Franco Donatoni
Italië, °1927 - 2000 †
Franco Donatoni begon viool te spelen op zijn zevende en wijdde zich volledig aan de muziek aan het einde van de middelbare school. Hij volgde compositie bij Ettore Desderi aan het Giuseppe Verdi Conservatorium in Milaan en het Conservatorium van Bologna. Hij vervolmaakte zich bij Ildebrando Pizzetti aan de St. Cecilia Academie in Rome en studeerde af in 1953. Ten slotte nam hij zomercursussen in Darmstadt in 1954, 1956, 1958 en 1961.
Zijn eerste compositorische experimenten waren sterk geïnspireerd door de werken van Bartók, Hindemith en Stravinsky. Na zijn ontmoeting met Bruno Maderna in 1953 trok hij naar Darmstadt, waar hij zich bekeerde tot het serialisme en waar hij Karlheinz Stockhausen en John Cage ontmoette. Musica (1955), Composizione (1955), Tre Improvvisazioni (1956) en Quartetto (1958) worden gekenmerkt door de invloeden van Webern, Boulez en Stockhausen.
In de jaren 1960-1961 richtte Donatoni's onderzoek zich tot het materiaal en componeerde hij stukken kamermuziek als For Grilly (1960) en symfonieën als Sezioni (1961) en Puppenspiel I (1961). Onder invloed van John Cage en Franz Kafka werden de volgende jaren gekenmerkt door een neiging tot negativiteit en vernietiging. In Quartetto IV - Zrcadlo (1963), Asar (1964) en Black and White (1964) leidde de ervaring van de ontbinding tot een totale ontheiliging van de creativiteit. Deze reflectie op de latente mogelijkheden van de muzikale substantie, en haar vermogen om bepaalde veranderingen te ondergaan, namen vorm in Babai voor klavecimbel (1964) en Divertimento II voor strijkers (1965) en leidden tot de definitie van het principe van de "modifiers" in Souvenir (1967) - ofwel per ongeluk - Orts (1969) - ofwel verkregen door de seriële techniek - Etwas ruhiger im Ausdruck (1967). Estratti Gli (1969-1975), Solo voor tien strijkers (1975) en Duo voor Bruno voor orkest (1974-1975) zijn voorbeelden van deze verschillende methoden van de manipulatie van het materiaal.
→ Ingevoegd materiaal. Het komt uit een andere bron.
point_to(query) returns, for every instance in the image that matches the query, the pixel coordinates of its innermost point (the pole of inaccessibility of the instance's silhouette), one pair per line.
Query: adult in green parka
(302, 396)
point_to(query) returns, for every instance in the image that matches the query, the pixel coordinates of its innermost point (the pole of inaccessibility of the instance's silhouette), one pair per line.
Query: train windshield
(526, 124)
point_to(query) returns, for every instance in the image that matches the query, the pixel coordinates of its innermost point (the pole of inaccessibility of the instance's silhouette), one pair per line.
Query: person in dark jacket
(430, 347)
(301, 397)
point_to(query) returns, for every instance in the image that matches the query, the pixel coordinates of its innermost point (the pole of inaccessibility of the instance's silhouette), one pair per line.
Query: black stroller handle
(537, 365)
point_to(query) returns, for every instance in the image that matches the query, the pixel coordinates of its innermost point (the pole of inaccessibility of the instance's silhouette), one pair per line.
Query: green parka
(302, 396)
Na een periode van stilte en depressie herstelde het overlijden in 1973 van Maderna Donatoni het verlangen om te schrijven. Donatoni ontwikkelde een speelse en fantasierijke stijl en verzoende zich met de expressiviteit, de lyriek en de grillen van de uitvinding. Deze nieuwe sereniteit werd belichaamd in het werk Spiri (1978).
De recentste composities van Donatoni duidden zowel een geleidelijke terugkeer aan naar de vocale muziek - L'ultima sera (1980); De près 1981, In cauda, Atem (1985) - als het inzetten van een nieuwe gebarentrend, die we vooral terugvinden in de kamermuziekwerken Spiri (1980), The Heart's Eye (1981), Arpège (1986), alsook invloed van de jazz - Hot, Blow (1989).
Donatoni doceerde harmonie en contrapunt in Bologna en Milaan en nam regelmatig deel aan de zomercursussen in Darmstadt. Als professor compositie aan de conservatoria van Milaan en Turijn, de Academie Chigiana in Siena en de Academie van St. Cecilia in Rome had hij een grote invloed op de jongere generatie Italiaanse componisten. Hij gaf ook master classes in Zwitserland, Frankrijk, Spanje, Nederland, Israël, Australië (Italian Cultural Institute in Melbourne) en Californië (Berkeley).
In 1990 werden een serie concerten aan hem gewijd op het Settembre Musica Festival en in 1992 op het Milano Musica Festival.
In 1985 ontving Franco Donatoni de titel van Commandeur dans l’Ordre des Arts et des Lettres van het Franse ministerie van Cultuur en hij was eveneens lid van de Romeinse Filharmonische Academie en de Academie van St. Cecilia in Rome.
Zijn werken worden gepubliceerd door Donatoni Zanibon in Padua, Schott Londen, Boosey & Hawkes in Londen, Suvini Zerboni in Milaan (1958-1977) en Casa Ricordi in Milaan (sinds 1977).